Know Your Rights to Claiming Clinical Negligence

Clinical negligence is an umbrella term that encompasses a number of medical situations: incorrect diagnosis or treatment, delays in diagnosis or treatment, botched operations, failure of a medical product or device, etc. The implications of clinical negligence can have life-altering consequences—such as physical deformities, pain and suffering, and sometimes, even death. If you or someone you know has been the victim of clinical negligence, it’s important that you know your rights when pursuing a claim. Here are the top things you should know about clinical negligence cases:

1) You have a legal right to request copies of your medical records.

Under the Data Protection Act of 1998, all patients have the legal right to obtain copies of their medical records from the hospital or clinic that treated them. This can prove important in determining where the negligence occurred—and who is responsible for it—as well as determining your next path of treatment. A small of ₤10 or less may be charged for accessing and photocopying the records.

2) You have up to three years to file a compensation claim.
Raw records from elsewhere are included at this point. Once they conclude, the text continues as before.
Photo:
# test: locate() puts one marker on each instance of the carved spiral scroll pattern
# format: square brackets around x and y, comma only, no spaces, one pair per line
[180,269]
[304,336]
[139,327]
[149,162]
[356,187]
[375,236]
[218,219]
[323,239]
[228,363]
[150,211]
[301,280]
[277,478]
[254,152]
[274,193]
Don’t miss out on your opportunity to file a claim. For personal injury cases, The Limitation Act of 1980 requires victims to file a claim within three years of the time the negligence occurred. Exceptions to this rule are made for children and young adults who were under the age of 18 at the time the negligence occurred, as well as those who may be suffering from mental incapacity. That said, the sooner you take action, the better chances you have at winning your claim. Seek advice from an experienced professional at least six to twelve months before the expiry period to make sure you meet the limitation period.

3) Know if you’re eligible for public aid to help you pursue a claim.

The new Legal Aid, Sentencing and Punishment of Offenders (LASPO) Bill, which came into effect on April 1 of this year, drastically cut public funding for victims of clinical negligence. However, the bill does not affect those currently receiving aid, so if you were granted public aid by the March 31 deadline, you can expect to continue receiving aid. In addition, children who have suffered neurological damage as a result of clinical negligence during their mother’s pregnancy, the birthing process, or in their first eight weeks of life will be eligible to receive public aid if their caretakers file a clinical negligence claim. Unfortunately, you will likely be denied public aid for most other forms of medical negligence claims.

4) Find an experienced solicitor to take on your claim.

Clinical negligence claims are extremely complicated and time-consuming cases that are best handled by an experienced clinical negligence solicitor. If you are planning to make a claim, meet with a solicitor to explain your situation and ask questions about his/her experience in handling clinical negligence cases. You should also determine whether or not the solicitor will take on your claim on a “no win no fee” agreement so that you don’t have to pay any costs out-of-pocket. Under these kinds of agreements, the solicitor will be entitled to a certain percentage of your award if the claim is successful.